SUBJECT: Ph.D. Proposal Presentation
   
BY: Anh Vuong Tran
   
TIME: Friday, April 14, 2017, 12:00 p.m.
   
PLACE: Love Building, 295
   
TITLE: Multiscale uncertainty quantification for physics-based data-driven materials design and optimization
   
COMMITTEE: Dr. Yan Wang, Chair (ME)
Dr. David McDowell (ME/MSE)
Dr. Chaitanya Deo (ME/NRE)
Dr. Hongyuan Zha (CSE)
Dr. Xin Sun (Oak Ridge National Lab)
 

SUMMARY

Uncertainty exists in multiscale computational materials science tools, from quantum-level to macro-level. Similar to hierarchical multiscale modeling, uncertainty can also be coupled at different scales. Current methodologies are mainly focused on quantifying uncertainty as a single input-output mapping, but lack of a propagation scheme across scale, as well as using the available data to assess uncertainty on-the-fly. This proposal aims to contribute to uncertainty quantification in two scales: nano-scale and micro-scale. At nano-scale, we focus on molecular dynamics (MD) simulation and scale-bridging methodologies to propagate uncertainty in an upscaling manner. At micro-scale, a novel data-driven approach to quantify uncertainty is proposed to design and optimize a family of fractal metamaterials. The first research task focuses on a methodology to dynamically propagate uncertainty from MD simulation to a faster time-scale, using stochastic partial differential equations, as well as polynomial chaos expansion. The second research task focuses on the design and optimization of fractal metamaterials. Recent advances in 3D printing and additive manufacturing methods have enabled researchers to build parts at micro- and nano-scale, and thus open up many research opportunities in this area. The goal of second research task is to design and optimize the metamaterial architecture, to maximize the strength and minimize the mass of materials simultaneously. A novel method called distributed Gaussian process regression (GPR) is developed to incorporate discrete and continuous variables in design space, which includes both geometric model parameters and materials properties parameters.
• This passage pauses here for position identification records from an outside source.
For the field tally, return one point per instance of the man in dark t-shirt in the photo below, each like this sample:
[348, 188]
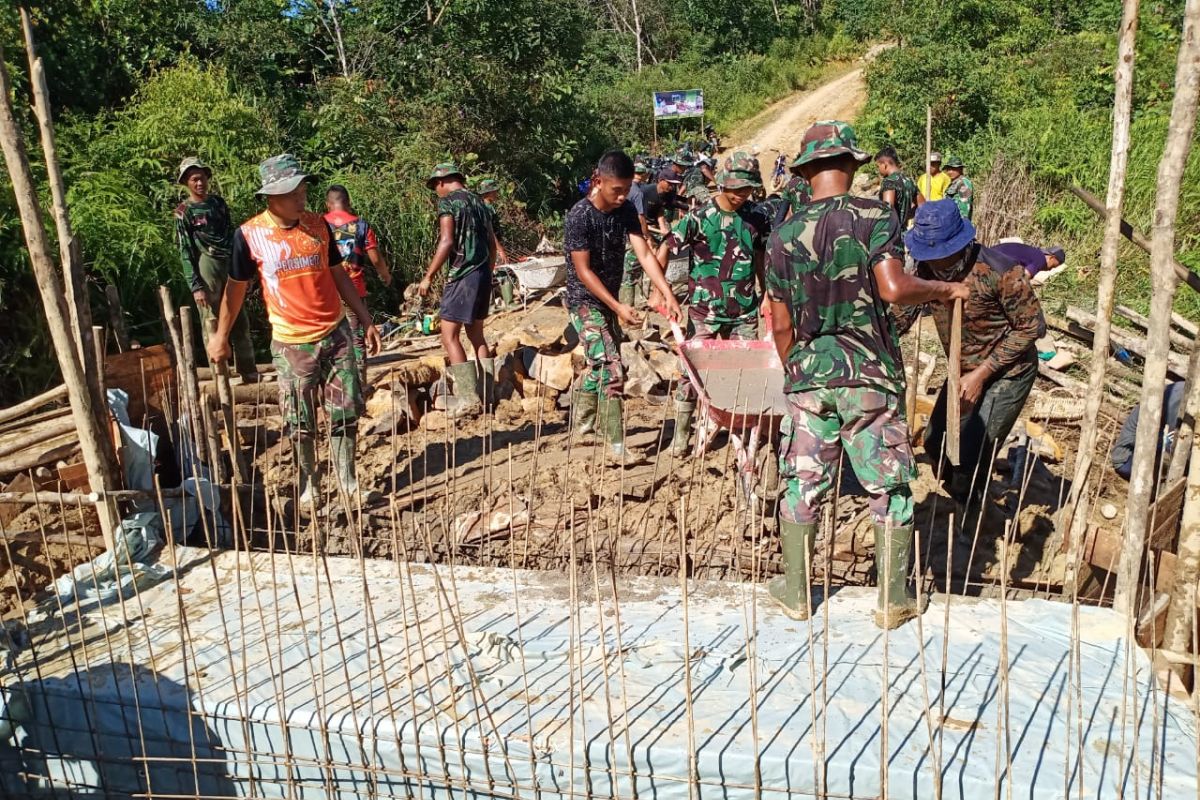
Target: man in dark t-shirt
[467, 244]
[594, 236]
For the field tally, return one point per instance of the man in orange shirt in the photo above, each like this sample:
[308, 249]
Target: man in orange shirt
[294, 254]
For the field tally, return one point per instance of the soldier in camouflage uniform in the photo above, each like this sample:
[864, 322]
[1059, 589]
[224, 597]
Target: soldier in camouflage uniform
[205, 242]
[293, 252]
[897, 190]
[1001, 322]
[467, 242]
[594, 235]
[831, 271]
[960, 190]
[726, 235]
The distributed GPR is embedded within a modified Bayesian optimization framework to quantify uncertainty of the surrogate model. The advantages of the novel method include the ability to accommodate both discrete and continuous variables, dimensionality reduction, which reduces the dimensionality of the design space to the dimensionality of continuous variables by a decomposition scheme, and the reduction of computational cost that is naturally inherited by the decomposition scheme, which partially solves the scalability O(n^3) of the classical GPR. The third research task focuses on the generalization of the current technique toward 3D fractal metamaterials, and exploration in prototyping and testing the designed structures using additive manufacturing.